Location
- 1799 Rim Thang Rod Fai kao Moo-1 Samrong Nua, Samut Prakarn 10270 Thailand
- Coordinates: 13°39′37″N 100°35′41″E﻿ / ﻿13.6603°N 100.5947°E

Information
- Type: Private school
- Established: 1985
- Gender: Co-educational
- Website: tsi.ac.th

= TSI International School =

TSI International School, formerly Thai Sikh International School (TSI; โรงเรียนนานาชาติทีเอสไอ, ), is an international school that has been operating since 1985. The school has two campuses. The Bearing Campus, which educates students in years Pre-Nursery–13, is located near Bearing BTS station in Samut Prakan, in the Bangkok Metropolitan Area. There is also a primary campus, which educates children from Nursery to year 6, in the Wongwianyai district of Bangkok.

The school offers the UK National Curriculum for students at all levels.

The school is partially funded by the Thai Sikh Foundation.
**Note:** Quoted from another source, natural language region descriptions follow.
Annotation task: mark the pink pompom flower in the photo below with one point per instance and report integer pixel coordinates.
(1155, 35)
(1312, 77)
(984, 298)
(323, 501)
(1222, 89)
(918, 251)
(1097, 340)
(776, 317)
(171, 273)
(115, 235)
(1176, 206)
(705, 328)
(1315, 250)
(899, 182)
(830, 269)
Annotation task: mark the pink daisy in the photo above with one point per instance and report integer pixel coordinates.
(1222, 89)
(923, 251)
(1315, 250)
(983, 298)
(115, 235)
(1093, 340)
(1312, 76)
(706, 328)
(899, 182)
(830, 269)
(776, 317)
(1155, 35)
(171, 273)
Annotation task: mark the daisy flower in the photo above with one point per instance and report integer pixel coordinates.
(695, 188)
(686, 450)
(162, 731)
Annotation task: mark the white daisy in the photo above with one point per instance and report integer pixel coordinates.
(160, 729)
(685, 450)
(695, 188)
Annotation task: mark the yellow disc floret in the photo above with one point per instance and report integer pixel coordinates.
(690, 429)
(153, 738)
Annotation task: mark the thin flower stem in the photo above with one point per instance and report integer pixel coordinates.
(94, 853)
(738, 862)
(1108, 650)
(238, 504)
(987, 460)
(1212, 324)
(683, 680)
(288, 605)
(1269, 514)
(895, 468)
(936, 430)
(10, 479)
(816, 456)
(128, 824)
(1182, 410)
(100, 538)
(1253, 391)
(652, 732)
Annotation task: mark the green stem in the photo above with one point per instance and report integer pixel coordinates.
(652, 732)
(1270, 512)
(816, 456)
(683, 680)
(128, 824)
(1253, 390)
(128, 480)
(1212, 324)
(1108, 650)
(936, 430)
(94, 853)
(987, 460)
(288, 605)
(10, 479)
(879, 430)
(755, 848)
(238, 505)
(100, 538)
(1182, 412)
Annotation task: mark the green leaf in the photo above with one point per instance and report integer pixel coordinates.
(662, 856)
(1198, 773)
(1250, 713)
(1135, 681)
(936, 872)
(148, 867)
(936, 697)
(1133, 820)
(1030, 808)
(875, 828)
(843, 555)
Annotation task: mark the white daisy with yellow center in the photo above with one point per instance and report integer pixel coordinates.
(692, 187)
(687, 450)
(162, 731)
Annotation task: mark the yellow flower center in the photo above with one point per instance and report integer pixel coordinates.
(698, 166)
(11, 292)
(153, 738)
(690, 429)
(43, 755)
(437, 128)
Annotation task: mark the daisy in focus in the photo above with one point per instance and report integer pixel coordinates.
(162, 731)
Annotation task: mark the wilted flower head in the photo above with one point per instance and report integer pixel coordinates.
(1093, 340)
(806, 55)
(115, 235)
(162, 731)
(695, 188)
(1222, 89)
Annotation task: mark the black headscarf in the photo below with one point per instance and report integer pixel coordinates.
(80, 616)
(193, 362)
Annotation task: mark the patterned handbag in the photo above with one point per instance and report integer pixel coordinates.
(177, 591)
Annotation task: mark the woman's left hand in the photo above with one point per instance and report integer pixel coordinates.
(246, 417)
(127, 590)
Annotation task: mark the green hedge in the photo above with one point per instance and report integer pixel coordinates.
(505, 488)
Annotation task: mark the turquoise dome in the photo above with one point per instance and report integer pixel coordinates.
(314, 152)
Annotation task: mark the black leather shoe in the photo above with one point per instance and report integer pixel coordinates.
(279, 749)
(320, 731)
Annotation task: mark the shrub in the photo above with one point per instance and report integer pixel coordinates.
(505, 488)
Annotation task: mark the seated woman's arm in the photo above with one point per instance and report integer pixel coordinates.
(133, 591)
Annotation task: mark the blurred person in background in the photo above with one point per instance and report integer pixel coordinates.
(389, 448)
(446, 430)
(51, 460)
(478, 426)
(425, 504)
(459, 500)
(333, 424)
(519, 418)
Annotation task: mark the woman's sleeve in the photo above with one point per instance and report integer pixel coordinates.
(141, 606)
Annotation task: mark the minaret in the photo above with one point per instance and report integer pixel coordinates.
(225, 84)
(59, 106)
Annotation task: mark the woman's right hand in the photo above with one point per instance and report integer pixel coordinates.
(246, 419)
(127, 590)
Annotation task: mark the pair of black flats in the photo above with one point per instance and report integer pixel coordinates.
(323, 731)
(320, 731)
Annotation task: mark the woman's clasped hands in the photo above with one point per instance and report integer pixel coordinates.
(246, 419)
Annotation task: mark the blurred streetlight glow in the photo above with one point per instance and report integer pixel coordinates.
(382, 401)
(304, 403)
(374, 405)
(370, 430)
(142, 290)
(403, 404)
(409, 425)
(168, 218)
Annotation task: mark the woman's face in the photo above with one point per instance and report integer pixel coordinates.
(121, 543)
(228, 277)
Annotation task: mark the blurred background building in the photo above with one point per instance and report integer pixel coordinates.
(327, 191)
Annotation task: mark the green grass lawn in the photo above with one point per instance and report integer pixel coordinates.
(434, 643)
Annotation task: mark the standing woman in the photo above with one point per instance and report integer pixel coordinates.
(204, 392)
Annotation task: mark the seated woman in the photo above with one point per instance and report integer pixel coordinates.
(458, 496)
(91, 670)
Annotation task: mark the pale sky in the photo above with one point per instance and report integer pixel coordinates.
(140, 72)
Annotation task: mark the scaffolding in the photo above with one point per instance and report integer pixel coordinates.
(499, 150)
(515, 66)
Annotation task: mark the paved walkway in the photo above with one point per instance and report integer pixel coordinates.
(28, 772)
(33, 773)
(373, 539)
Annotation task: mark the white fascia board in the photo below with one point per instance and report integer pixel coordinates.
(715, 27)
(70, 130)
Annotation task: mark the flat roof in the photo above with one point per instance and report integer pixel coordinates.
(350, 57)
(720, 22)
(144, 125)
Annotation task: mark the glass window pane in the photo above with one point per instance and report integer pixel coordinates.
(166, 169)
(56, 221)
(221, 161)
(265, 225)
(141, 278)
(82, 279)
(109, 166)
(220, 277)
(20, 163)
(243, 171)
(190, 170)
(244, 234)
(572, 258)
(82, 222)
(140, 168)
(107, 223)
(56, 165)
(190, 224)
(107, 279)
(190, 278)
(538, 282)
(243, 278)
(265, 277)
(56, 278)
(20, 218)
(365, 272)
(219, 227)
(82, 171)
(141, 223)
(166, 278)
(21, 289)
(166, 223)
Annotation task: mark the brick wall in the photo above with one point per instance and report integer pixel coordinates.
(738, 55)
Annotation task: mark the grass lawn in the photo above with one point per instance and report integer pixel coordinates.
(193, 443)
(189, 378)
The Thai Sikh Foundation handed management of the school to International Schools Services (ISS) between 2017-2023. When the ISS contract concluded in 2023, there were no changes to the leadership team, teachers or school policies.

While tuition fees have increased since 2017, the fees are low in comparison to many of Bangkok's international schools.

Both school campuses have age appropriate facilities such as swimming pools, basketball and tennis courts as well as a 360-metre running track around a football field.

While historically the majority of TSIS' students were of Indian descent, the student population has diversified considerably. Currently, about 20% of the students are Sikh.

The Bearing Campus is located on the eastern edge of Bangkok in the Mueang Samut Prakan District. The school site is over 30 rai in size. The campus includes an administrative block, a gymnasium and auditorium, air-conditioned assembly hall, art centre, computer laboratories, language centre, music centre, science laboratories and swimming pool.